Question

determine how much longer a 1.00 s proper time interval appears to a stationary observer when a clock is moving with a speed of 0.60c.​

Answer 1

The time dilation formula,
`\( \Delta t' = \frac{\Delta t}{\sqrt{1 - (v^2)/(c^2)}} \)`, can be used to determine how much longer a 1.00 s proper time interval appears to a stationary observer when a clock is moving with a speed of 0.60c.
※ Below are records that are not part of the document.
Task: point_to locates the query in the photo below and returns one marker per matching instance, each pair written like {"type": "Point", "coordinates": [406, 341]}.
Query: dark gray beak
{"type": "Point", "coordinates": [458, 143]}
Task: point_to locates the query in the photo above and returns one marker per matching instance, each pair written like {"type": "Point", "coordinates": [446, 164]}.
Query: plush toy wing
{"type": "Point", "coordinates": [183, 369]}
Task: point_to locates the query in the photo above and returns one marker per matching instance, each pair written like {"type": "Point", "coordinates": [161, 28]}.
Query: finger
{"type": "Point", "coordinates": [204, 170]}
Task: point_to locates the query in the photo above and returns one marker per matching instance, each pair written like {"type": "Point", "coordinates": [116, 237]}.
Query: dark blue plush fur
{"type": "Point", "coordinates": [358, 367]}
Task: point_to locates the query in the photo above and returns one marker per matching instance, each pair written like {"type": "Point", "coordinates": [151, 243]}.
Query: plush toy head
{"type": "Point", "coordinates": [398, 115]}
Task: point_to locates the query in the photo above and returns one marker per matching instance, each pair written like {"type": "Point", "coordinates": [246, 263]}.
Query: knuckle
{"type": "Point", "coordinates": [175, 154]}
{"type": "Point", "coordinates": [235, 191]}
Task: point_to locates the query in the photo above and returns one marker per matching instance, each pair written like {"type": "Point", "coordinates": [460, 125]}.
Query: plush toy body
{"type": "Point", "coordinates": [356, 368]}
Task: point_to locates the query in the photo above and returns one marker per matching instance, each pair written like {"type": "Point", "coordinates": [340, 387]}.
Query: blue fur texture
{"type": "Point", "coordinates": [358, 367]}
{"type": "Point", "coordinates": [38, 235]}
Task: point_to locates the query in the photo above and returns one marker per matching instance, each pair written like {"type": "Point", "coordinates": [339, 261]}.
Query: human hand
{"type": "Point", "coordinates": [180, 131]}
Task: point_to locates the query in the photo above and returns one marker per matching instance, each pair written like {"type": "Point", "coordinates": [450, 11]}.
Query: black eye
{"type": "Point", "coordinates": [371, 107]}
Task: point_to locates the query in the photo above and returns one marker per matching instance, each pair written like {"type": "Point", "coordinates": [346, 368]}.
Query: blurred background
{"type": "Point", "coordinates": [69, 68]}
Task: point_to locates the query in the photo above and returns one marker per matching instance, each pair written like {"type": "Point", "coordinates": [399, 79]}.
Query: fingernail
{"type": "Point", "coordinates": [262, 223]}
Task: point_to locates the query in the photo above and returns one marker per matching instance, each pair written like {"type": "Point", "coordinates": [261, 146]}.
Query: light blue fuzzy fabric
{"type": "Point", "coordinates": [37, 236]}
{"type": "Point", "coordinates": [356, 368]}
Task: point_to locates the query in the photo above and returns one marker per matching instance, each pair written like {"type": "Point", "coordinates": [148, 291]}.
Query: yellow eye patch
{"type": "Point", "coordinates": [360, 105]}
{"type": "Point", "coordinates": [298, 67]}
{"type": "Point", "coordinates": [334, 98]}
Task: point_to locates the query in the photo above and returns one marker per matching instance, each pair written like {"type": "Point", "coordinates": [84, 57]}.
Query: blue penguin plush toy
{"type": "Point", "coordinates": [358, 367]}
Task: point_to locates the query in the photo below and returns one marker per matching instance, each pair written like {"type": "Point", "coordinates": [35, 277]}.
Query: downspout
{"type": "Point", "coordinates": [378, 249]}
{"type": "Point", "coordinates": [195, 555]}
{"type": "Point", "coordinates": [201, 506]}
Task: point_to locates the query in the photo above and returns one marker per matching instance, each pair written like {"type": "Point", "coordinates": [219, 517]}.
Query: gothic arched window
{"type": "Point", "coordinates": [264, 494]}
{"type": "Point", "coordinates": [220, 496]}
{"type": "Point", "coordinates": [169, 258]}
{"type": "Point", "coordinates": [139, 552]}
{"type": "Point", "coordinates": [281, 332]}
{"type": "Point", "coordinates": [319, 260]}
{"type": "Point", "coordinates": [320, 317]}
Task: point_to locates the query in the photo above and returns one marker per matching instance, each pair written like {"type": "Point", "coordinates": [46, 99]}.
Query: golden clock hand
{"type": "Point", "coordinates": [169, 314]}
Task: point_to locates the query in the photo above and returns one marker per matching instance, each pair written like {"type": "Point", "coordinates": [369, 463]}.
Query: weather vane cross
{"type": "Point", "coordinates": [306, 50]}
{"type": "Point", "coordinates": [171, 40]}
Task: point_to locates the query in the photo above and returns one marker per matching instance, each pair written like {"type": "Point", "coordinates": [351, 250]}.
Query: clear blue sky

Substituting the given values, the observed time interval
`(\( \Delta t' \))` is approximately 1.25 s.

Step-by-step explanation:

The time dilation phenomenon is a consequence of Einstein's theory of special relativity, stating that time appears to pass more slowly for an observer in motion relative to a stationary observer. The time dilation formula is given by
`\( \Delta t' = \frac{\Delta t}{\sqrt{1 - (v^2)/(c^2)}} \)`, where
`\( \Delta t' \)` is the observed time interval,
`\( \Delta t \)` is the proper time interval,
`\( v \)` is the speed of the moving clock, and
`\( c \)` is the speed of light.

In this scenario, the proper time interval
`(\( \Delta t \))` is given as 1.00 s, and the speed of the moving clock
`(\( v \))` is 0.60c. Substituting these values into the time dilation formula, we get
`\( \Delta t' = \frac{1.00 \, \text{s}}{√(1 - (0.60)^2)} \)`, which simplifies to
`\( \Delta t' \approx 1.25 \, \text{s} \)`. This implies that, according to the stationary observer, the 1.00 s proper time interval on the moving clock would appear to be 1.25 s, demonstrating the time dilation effect at relativistic speeds.